-
Notifications
You must be signed in to change notification settings - Fork 302
Description
Summary
I've been investigating some unexpected routing behavior in my E2E tests and wanted to share my findings. I'm not entirely sure if this is a configuration issue on my end or a potential bug, but the evidence seems worth discussing.
Observed Behavior
When testing category-based routing with model: auto, I'm seeing math queries consistently routed to Model-A instead of the expected Model-B, despite the configuration showing Model-B has a higher score.
Evidence
1. Configuration (config/testing/config.e2e.yaml)
categories:
- name: math
model_scores:
- model: "Model-B"
score: 1.0 # ← HIGHEST SCORE
- model: "Model-A"
score: 0.9
default_model: "Model-A"
threshold: 0.6Expected behavior: Math queries should route to Model-B (score 1.0)
2. Test Results - BEFORE
Running a minimal reproduction test with random math queries to avoid cache hits:
TEST 1: Direct Classification API (port 8080)

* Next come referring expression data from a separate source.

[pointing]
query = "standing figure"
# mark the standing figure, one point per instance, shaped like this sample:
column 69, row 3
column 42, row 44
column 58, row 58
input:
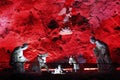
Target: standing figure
column 102, row 54
column 73, row 61
column 42, row 61
column 58, row 70
column 81, row 60
column 66, row 11
column 18, row 59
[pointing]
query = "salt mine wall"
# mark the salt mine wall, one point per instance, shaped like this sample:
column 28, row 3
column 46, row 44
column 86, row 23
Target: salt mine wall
column 37, row 23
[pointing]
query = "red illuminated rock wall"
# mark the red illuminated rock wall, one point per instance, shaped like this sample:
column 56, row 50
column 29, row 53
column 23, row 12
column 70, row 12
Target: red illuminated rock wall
column 27, row 21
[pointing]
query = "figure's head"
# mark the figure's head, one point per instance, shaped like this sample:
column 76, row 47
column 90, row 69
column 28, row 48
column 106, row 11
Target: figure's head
column 92, row 39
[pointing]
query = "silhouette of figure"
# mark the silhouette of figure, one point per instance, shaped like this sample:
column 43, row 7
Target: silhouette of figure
column 102, row 54
column 17, row 58
column 42, row 61
column 73, row 61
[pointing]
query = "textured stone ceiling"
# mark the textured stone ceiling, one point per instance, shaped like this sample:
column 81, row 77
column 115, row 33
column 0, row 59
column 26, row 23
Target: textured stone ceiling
column 27, row 21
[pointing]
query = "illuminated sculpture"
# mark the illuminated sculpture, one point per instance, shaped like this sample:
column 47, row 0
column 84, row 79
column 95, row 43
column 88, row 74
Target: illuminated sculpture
column 42, row 61
column 58, row 70
column 18, row 59
column 65, row 31
column 73, row 61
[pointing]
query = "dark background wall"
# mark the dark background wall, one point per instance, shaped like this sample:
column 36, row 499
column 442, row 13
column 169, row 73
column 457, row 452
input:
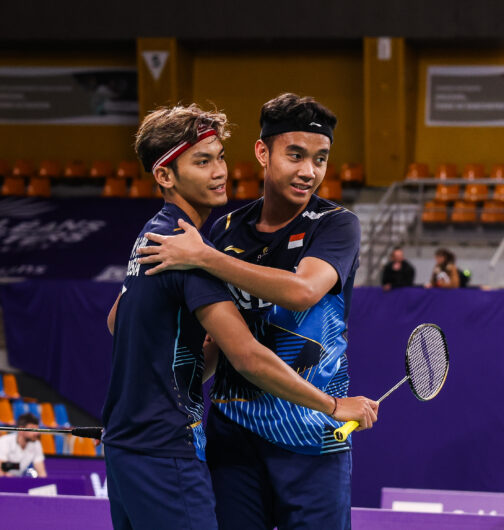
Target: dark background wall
column 258, row 19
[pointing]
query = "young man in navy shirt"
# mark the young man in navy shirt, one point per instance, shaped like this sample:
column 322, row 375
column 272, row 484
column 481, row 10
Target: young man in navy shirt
column 289, row 259
column 153, row 435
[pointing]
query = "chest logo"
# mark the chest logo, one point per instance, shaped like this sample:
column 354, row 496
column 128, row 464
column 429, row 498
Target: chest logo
column 233, row 249
column 296, row 240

================================================================================
Query: What is 234 + 567?
Category: math
Confidence: 0.886
Above threshold (0.6): ✅ YES
Classification correct: ✅ YES
TEST 2: Envoy Routing with model='auto' (port 8801)
================================================================================
Query: What is 234 + 567?
Request model: auto
Response model: Model-A
X-VSR-Selected-Model header: Model-A
Expected: Model-B (score 1.0 in config)
Actual: Model-A
❌ FAIL: Incorrectly routed to Model-A instead of Model-B
Pattern: Classification API correctly identifies math with high confidence (0.886 > threshold 0.6), but Envoy routing selects wrong model.
3. Router Logs Analysis
During test execution, I noticed these logs from the ExtProc router:
🔧 DEBUG: Router using UNIFIED classifier (LoRA models)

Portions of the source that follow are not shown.